Solução? Um paquímetro de precisão para medir a espessura de cada LP que você tem, e anotar na capa dele qual ajuste será necessário na escala marcada no seu ajuste de VTA ‘on the fly’ – assim não se incorre nos erros possíveis como o do parágrafo acima. Este comportamento é um dos meus preferidos para estudo, pois já vi muitos que gostam de buscar esse tipo de precisão, mas usam cabos de má qualidade do outro lado, não posicionam suas caixas corretamente e nem pensam em qualquer ajuste ou aproveitamento da acústica de suas salas. Ou seja, querem uma precisão obscena no lado do toca-discos, e incorrem em uma imprecisão obscena do outro oposto do sistema – ganham 10% aqui para perderem 50% lá… Vai entender…
Solução 2? Regule o VTA do seu braço para a espessura média de seus discos, que ele tocará a contento LPs mais finos, e tocará corretamente LPs mais grossos – em um sistema bem regulado com um mínimo de folga. Acredite, é assim que funciona ter alta performance na maioria esmagadora dos braços hi-end e ultra hi-end do mercado – os quais quase nunca têm VTA ‘on the fly’.

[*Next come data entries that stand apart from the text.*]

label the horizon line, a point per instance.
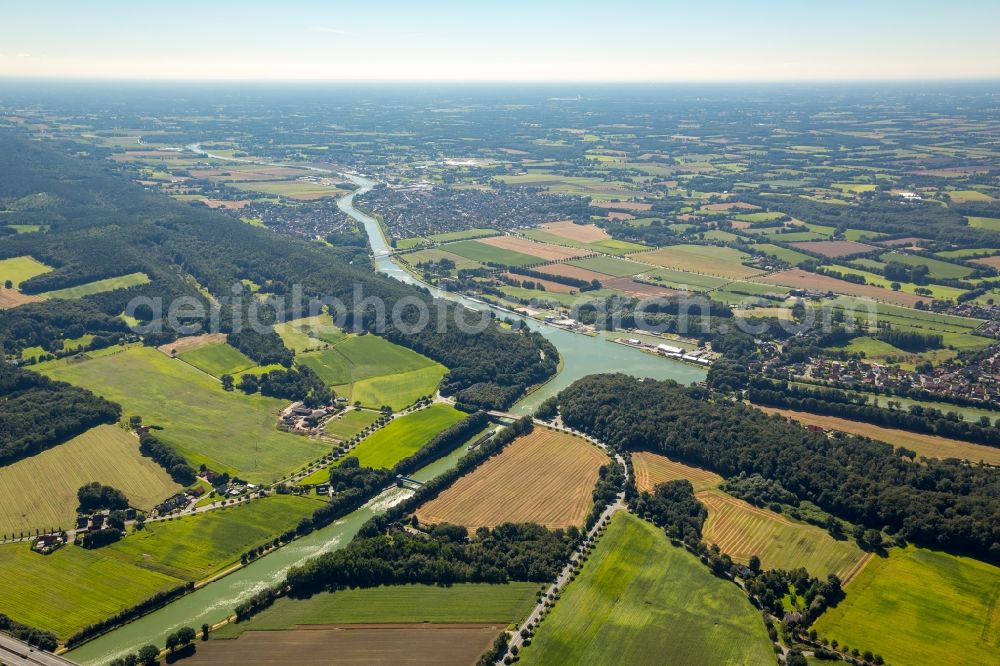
(292, 81)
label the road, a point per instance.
(17, 653)
(564, 576)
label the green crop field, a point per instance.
(21, 269)
(436, 254)
(71, 588)
(608, 266)
(397, 390)
(938, 269)
(374, 371)
(920, 607)
(350, 423)
(309, 333)
(465, 603)
(483, 253)
(465, 234)
(706, 259)
(99, 286)
(784, 254)
(741, 530)
(228, 431)
(685, 280)
(990, 223)
(217, 359)
(640, 600)
(195, 547)
(405, 435)
(40, 491)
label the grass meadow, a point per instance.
(228, 431)
(195, 547)
(640, 600)
(40, 492)
(920, 606)
(72, 587)
(470, 603)
(405, 435)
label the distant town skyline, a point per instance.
(655, 41)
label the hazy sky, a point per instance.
(625, 40)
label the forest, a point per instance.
(37, 412)
(100, 221)
(939, 504)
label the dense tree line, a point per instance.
(582, 285)
(43, 640)
(442, 443)
(936, 503)
(164, 456)
(95, 496)
(508, 552)
(610, 480)
(301, 383)
(838, 403)
(37, 413)
(673, 506)
(158, 600)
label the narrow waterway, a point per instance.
(216, 601)
(581, 355)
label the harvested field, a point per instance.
(834, 249)
(190, 342)
(706, 259)
(585, 233)
(624, 205)
(400, 644)
(545, 477)
(992, 262)
(930, 446)
(40, 492)
(540, 250)
(569, 270)
(556, 287)
(903, 242)
(11, 298)
(800, 279)
(731, 205)
(742, 530)
(652, 469)
(629, 286)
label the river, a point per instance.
(581, 355)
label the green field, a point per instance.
(350, 423)
(436, 254)
(217, 359)
(446, 237)
(483, 253)
(608, 265)
(99, 286)
(466, 603)
(21, 269)
(938, 269)
(195, 547)
(639, 600)
(920, 607)
(228, 431)
(990, 223)
(405, 435)
(783, 253)
(374, 371)
(40, 492)
(72, 587)
(309, 333)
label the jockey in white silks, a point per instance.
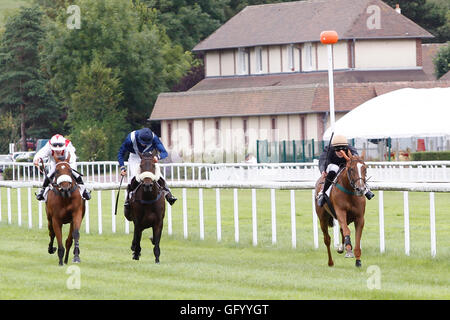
(140, 141)
(59, 147)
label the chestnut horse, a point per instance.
(64, 205)
(147, 205)
(349, 203)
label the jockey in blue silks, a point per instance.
(140, 141)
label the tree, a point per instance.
(97, 127)
(430, 15)
(139, 54)
(442, 61)
(23, 89)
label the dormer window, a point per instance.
(291, 63)
(242, 61)
(258, 59)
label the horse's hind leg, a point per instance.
(69, 242)
(155, 240)
(51, 233)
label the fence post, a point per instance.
(432, 225)
(254, 221)
(293, 225)
(200, 206)
(406, 220)
(381, 219)
(236, 215)
(218, 216)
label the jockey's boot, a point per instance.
(40, 194)
(328, 180)
(369, 194)
(86, 194)
(169, 196)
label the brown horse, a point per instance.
(64, 205)
(347, 199)
(147, 205)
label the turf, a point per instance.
(208, 269)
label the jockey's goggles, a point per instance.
(339, 148)
(58, 145)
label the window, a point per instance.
(169, 133)
(244, 124)
(308, 56)
(242, 61)
(258, 59)
(217, 126)
(291, 64)
(191, 133)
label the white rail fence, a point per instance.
(108, 171)
(431, 188)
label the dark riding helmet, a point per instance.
(339, 142)
(145, 136)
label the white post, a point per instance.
(185, 233)
(86, 217)
(8, 201)
(381, 219)
(331, 85)
(169, 220)
(315, 231)
(99, 209)
(254, 222)
(30, 219)
(113, 204)
(406, 220)
(218, 216)
(200, 207)
(432, 225)
(40, 214)
(19, 207)
(274, 216)
(236, 216)
(293, 225)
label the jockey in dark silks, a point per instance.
(331, 161)
(140, 141)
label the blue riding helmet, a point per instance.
(145, 136)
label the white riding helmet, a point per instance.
(58, 143)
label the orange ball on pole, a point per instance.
(328, 37)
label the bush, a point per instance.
(430, 155)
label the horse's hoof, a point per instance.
(349, 254)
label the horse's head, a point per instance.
(356, 172)
(63, 176)
(150, 172)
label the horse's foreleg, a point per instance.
(136, 245)
(57, 228)
(51, 234)
(69, 242)
(342, 219)
(326, 239)
(359, 225)
(77, 218)
(155, 240)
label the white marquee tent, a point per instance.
(398, 114)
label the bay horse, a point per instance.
(64, 205)
(147, 205)
(349, 203)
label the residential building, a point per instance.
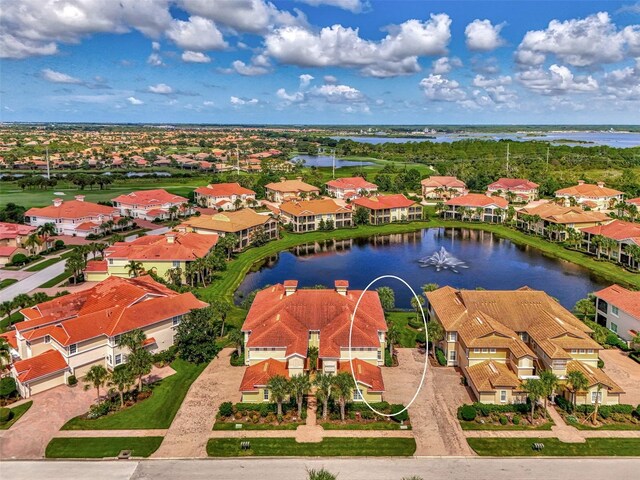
(550, 219)
(476, 206)
(514, 189)
(350, 188)
(625, 237)
(618, 309)
(310, 215)
(224, 196)
(289, 190)
(69, 334)
(246, 224)
(12, 238)
(389, 208)
(151, 205)
(596, 197)
(442, 188)
(284, 322)
(155, 253)
(501, 338)
(76, 218)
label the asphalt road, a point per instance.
(471, 468)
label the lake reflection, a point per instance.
(494, 263)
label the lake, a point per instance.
(327, 161)
(612, 139)
(493, 263)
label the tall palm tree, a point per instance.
(97, 376)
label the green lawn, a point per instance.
(331, 447)
(17, 413)
(594, 447)
(100, 447)
(4, 283)
(155, 412)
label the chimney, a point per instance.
(341, 287)
(290, 287)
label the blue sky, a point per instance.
(320, 61)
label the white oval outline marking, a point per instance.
(426, 359)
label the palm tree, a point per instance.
(324, 387)
(97, 376)
(279, 388)
(342, 391)
(578, 382)
(549, 382)
(299, 386)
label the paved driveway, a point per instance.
(433, 414)
(625, 372)
(191, 428)
(29, 436)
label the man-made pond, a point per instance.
(327, 161)
(585, 139)
(492, 263)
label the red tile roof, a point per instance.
(627, 300)
(258, 375)
(381, 202)
(224, 190)
(149, 197)
(46, 363)
(475, 200)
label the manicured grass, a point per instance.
(330, 447)
(254, 426)
(594, 447)
(155, 412)
(100, 447)
(6, 282)
(17, 413)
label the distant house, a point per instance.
(476, 206)
(618, 309)
(246, 224)
(224, 196)
(290, 189)
(350, 188)
(438, 187)
(514, 189)
(309, 215)
(596, 197)
(150, 204)
(389, 208)
(73, 217)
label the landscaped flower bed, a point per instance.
(481, 416)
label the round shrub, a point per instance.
(468, 413)
(5, 414)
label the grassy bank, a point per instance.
(332, 447)
(156, 412)
(521, 447)
(101, 447)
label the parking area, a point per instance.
(433, 414)
(625, 372)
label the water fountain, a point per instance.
(442, 260)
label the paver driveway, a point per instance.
(191, 428)
(28, 437)
(625, 372)
(433, 414)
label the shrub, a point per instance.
(5, 414)
(226, 409)
(468, 413)
(7, 387)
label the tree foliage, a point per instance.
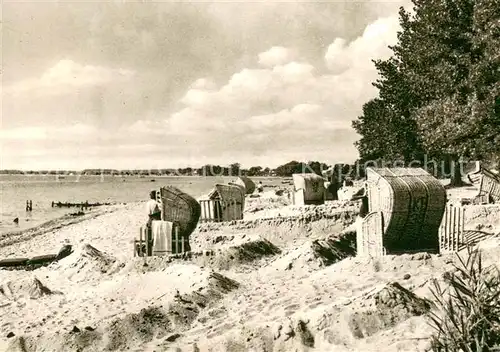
(439, 91)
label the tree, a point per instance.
(255, 171)
(438, 93)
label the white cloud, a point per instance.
(277, 55)
(284, 109)
(374, 43)
(68, 75)
(43, 133)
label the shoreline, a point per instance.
(14, 237)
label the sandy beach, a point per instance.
(283, 279)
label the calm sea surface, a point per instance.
(42, 190)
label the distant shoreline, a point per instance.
(10, 237)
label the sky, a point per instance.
(174, 84)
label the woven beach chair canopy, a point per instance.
(228, 193)
(412, 203)
(180, 208)
(313, 186)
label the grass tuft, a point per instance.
(467, 317)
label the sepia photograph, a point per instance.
(261, 176)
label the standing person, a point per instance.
(362, 194)
(333, 188)
(154, 213)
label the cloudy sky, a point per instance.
(147, 85)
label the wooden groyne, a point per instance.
(36, 261)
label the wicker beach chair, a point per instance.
(489, 187)
(247, 183)
(308, 189)
(181, 209)
(229, 200)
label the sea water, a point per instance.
(42, 190)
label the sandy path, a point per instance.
(111, 233)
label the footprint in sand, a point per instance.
(292, 308)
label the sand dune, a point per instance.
(287, 282)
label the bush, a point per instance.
(468, 311)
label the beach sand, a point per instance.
(283, 279)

Ferramentas para regular VTA?
Bom, eu nunca usei nenhuma. Não descarto, porque qualquer coisa que ajude você a ver o paralelismo entre o braço e o disco, é algo legal. Eu nunca usei porque nunca tive dificuldade de visualizar esse paralelismo – e já regulei centenas de toca-discos ao longo de décadas.
Mas, aí, eu entendi porque muitos dizem que a ferramenta é essencial: porque essas pessoas buscam a tal ‘Precisão’…

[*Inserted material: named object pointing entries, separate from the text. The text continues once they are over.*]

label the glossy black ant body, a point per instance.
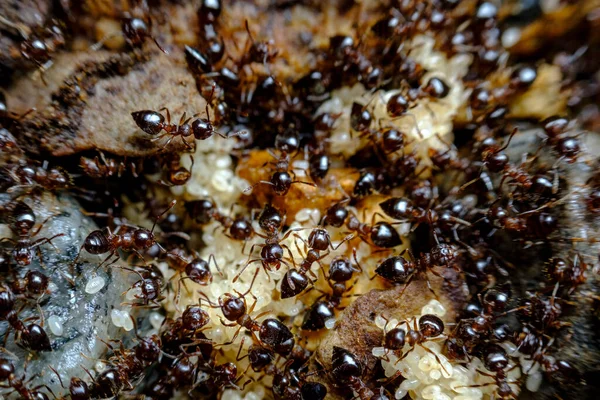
(346, 369)
(153, 123)
(381, 234)
(19, 385)
(104, 241)
(497, 361)
(399, 270)
(31, 176)
(271, 332)
(33, 336)
(39, 47)
(21, 221)
(272, 253)
(428, 327)
(296, 280)
(323, 310)
(281, 180)
(567, 147)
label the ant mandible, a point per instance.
(102, 241)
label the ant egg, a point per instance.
(434, 307)
(94, 285)
(55, 326)
(378, 352)
(534, 381)
(330, 323)
(400, 394)
(156, 319)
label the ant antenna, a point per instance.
(171, 205)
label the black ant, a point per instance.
(197, 270)
(323, 310)
(281, 180)
(149, 288)
(470, 332)
(399, 270)
(346, 369)
(496, 360)
(104, 241)
(152, 123)
(135, 29)
(271, 332)
(259, 52)
(381, 234)
(21, 222)
(33, 336)
(39, 47)
(296, 280)
(54, 178)
(568, 272)
(34, 283)
(7, 373)
(103, 167)
(272, 252)
(535, 224)
(567, 147)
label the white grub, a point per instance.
(95, 284)
(121, 319)
(430, 375)
(55, 325)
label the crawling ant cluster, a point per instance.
(349, 180)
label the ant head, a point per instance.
(270, 219)
(22, 219)
(232, 307)
(345, 365)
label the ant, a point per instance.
(78, 389)
(148, 288)
(428, 327)
(381, 234)
(104, 241)
(51, 179)
(7, 373)
(39, 47)
(399, 270)
(568, 272)
(177, 174)
(281, 180)
(470, 332)
(204, 210)
(402, 209)
(322, 311)
(535, 224)
(347, 369)
(272, 252)
(135, 29)
(34, 283)
(567, 147)
(272, 333)
(296, 280)
(197, 270)
(496, 360)
(103, 167)
(33, 336)
(259, 52)
(153, 123)
(21, 222)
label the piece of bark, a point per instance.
(108, 89)
(356, 331)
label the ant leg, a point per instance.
(212, 256)
(237, 276)
(437, 358)
(237, 357)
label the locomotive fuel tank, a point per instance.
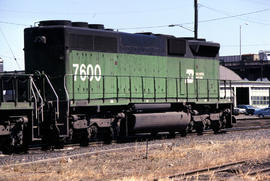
(160, 122)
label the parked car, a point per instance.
(249, 109)
(263, 112)
(237, 111)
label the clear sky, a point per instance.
(219, 21)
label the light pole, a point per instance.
(240, 35)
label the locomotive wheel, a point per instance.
(154, 134)
(93, 131)
(198, 126)
(7, 148)
(183, 133)
(171, 134)
(108, 135)
(84, 141)
(215, 124)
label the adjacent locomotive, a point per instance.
(84, 82)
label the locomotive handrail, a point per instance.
(57, 98)
(192, 90)
(41, 99)
(35, 98)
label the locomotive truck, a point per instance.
(84, 82)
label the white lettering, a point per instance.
(87, 71)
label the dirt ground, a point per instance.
(168, 158)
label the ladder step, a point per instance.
(60, 124)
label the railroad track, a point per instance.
(226, 170)
(100, 146)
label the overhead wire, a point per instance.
(201, 21)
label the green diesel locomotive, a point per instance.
(84, 82)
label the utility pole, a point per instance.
(196, 19)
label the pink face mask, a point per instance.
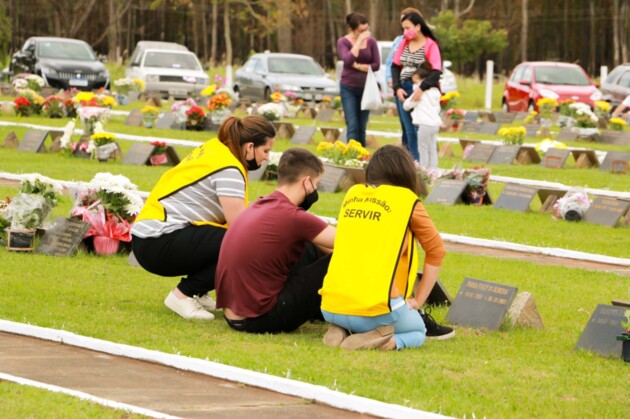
(409, 34)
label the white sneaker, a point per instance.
(190, 308)
(206, 302)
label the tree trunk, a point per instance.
(524, 30)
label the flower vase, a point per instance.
(217, 117)
(104, 245)
(158, 159)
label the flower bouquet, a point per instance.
(195, 117)
(109, 204)
(53, 106)
(572, 206)
(271, 111)
(513, 135)
(158, 155)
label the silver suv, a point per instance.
(167, 69)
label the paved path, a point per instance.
(150, 386)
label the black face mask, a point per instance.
(252, 164)
(309, 199)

Novamente: o Ajuste Fino é um milhão de vezes mais importante que a precisão super hiper ultra do paralelismo ultra perfeito. E a relação entre o ajuste fino do peso e o ajuste fino do VTA, é ainda mais importante. O ponto perfeito é quenem o ‘tempero da vovó’. Minha avó nunca utilizou ‘uma colherada disso’ ou ‘uma xícara daquilo’ – ela dizia “vai pondo até ficar bom”.

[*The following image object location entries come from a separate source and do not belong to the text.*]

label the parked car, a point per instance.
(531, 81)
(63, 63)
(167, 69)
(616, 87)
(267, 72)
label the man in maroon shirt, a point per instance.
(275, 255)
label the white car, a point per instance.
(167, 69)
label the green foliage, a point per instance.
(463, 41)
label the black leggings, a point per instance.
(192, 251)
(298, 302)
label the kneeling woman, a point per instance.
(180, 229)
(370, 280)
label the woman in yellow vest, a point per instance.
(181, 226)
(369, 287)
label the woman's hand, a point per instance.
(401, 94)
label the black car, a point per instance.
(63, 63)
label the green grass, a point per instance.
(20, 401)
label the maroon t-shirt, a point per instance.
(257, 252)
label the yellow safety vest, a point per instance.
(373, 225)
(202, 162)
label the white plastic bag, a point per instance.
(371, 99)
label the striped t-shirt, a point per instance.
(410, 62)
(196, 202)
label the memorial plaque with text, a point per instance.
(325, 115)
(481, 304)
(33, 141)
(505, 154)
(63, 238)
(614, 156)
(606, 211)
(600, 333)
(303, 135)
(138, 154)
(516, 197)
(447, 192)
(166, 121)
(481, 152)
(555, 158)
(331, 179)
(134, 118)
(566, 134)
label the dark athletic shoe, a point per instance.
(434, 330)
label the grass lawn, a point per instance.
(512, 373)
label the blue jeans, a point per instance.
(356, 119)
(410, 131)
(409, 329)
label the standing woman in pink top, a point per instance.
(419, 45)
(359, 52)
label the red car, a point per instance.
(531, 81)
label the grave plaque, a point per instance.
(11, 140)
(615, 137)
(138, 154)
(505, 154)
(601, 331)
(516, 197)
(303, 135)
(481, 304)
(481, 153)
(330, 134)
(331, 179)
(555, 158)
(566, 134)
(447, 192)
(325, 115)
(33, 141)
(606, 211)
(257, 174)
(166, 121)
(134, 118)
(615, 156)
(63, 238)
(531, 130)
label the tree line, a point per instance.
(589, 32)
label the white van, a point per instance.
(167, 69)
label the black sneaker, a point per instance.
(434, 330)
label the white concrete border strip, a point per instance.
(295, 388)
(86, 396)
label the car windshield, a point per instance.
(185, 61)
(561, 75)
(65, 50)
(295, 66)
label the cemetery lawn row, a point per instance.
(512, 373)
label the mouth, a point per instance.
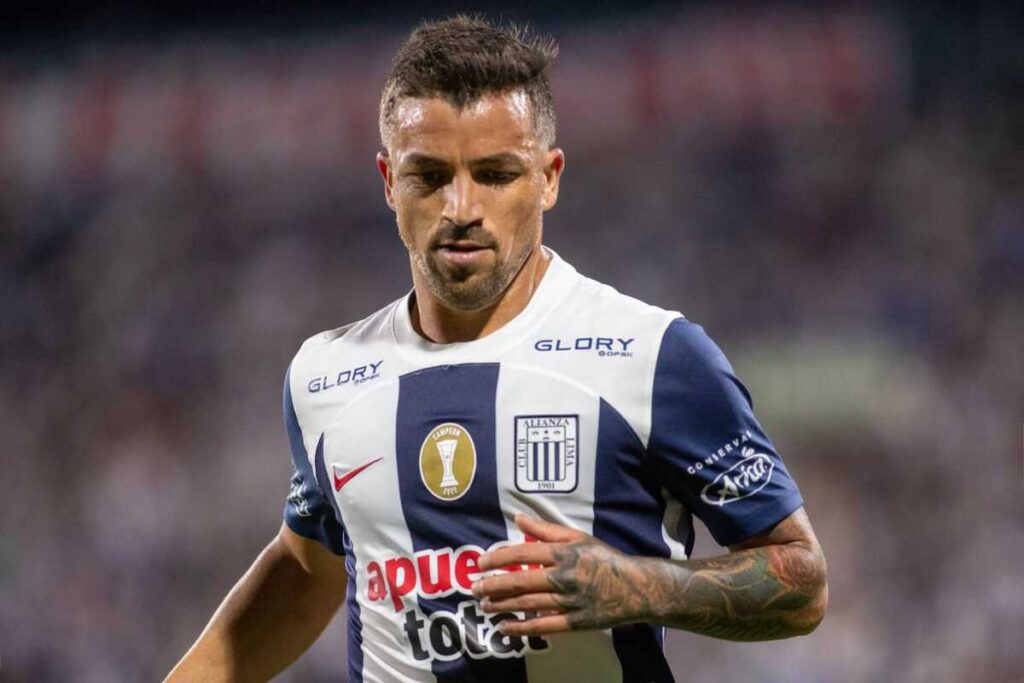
(462, 252)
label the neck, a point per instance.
(444, 326)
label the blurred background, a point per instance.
(837, 195)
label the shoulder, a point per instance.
(602, 303)
(331, 345)
(686, 347)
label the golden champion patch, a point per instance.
(448, 461)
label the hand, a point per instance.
(582, 583)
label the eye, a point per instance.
(493, 177)
(432, 178)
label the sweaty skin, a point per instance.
(772, 586)
(469, 187)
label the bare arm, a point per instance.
(771, 586)
(272, 614)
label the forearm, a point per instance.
(270, 616)
(756, 594)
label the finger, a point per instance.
(548, 531)
(522, 553)
(514, 583)
(539, 626)
(530, 602)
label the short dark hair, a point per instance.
(465, 57)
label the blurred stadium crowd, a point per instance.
(837, 197)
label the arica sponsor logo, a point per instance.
(741, 480)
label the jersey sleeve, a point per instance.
(308, 511)
(709, 450)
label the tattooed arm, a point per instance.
(771, 586)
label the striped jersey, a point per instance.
(589, 409)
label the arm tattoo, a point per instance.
(755, 594)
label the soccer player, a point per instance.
(498, 472)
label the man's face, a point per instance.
(469, 188)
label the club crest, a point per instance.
(546, 453)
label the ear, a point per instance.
(384, 166)
(553, 168)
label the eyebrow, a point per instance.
(417, 159)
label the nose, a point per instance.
(462, 205)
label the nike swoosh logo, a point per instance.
(340, 481)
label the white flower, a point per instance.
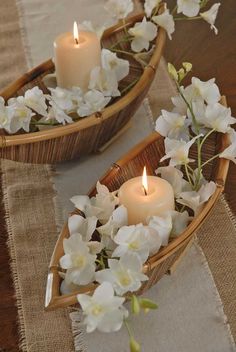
(6, 114)
(104, 81)
(175, 178)
(207, 91)
(62, 98)
(230, 151)
(125, 274)
(78, 260)
(189, 8)
(84, 226)
(21, 117)
(172, 125)
(132, 239)
(112, 63)
(118, 219)
(101, 206)
(179, 222)
(56, 113)
(150, 5)
(177, 151)
(218, 117)
(89, 27)
(142, 33)
(35, 100)
(210, 16)
(163, 225)
(103, 310)
(166, 21)
(119, 8)
(94, 101)
(195, 200)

E como se acha o ponto perfeito do ajuste fino?
Ouvindo.
Sim, aquele palavrão horroroso.
Me perguntaram, por exemplo, qual o ângulo de toe-in que uso nas minhas caixas acústicas. A resposta foi: “Sei lá! Fui fazendo o ajuste fino até chegar no que tocava melhor”. Não usei trena a laser, fio de prumo ligado no GPS, ajuda dos estagiários da NASA, nada disso. Usei a metodologia básica, boas gravações que eu conheço bem, meus ouvidos, e trabalho. Só.
Precisão de acordo com manuais e ferramental, não é o melhor para se obter o melhor. A ferramenta é o Começo e não o Fim. O paralelismo do braço é o Começo e não o Fim. O peso indicado no manual da cápsula é o Começo. E não o Fim.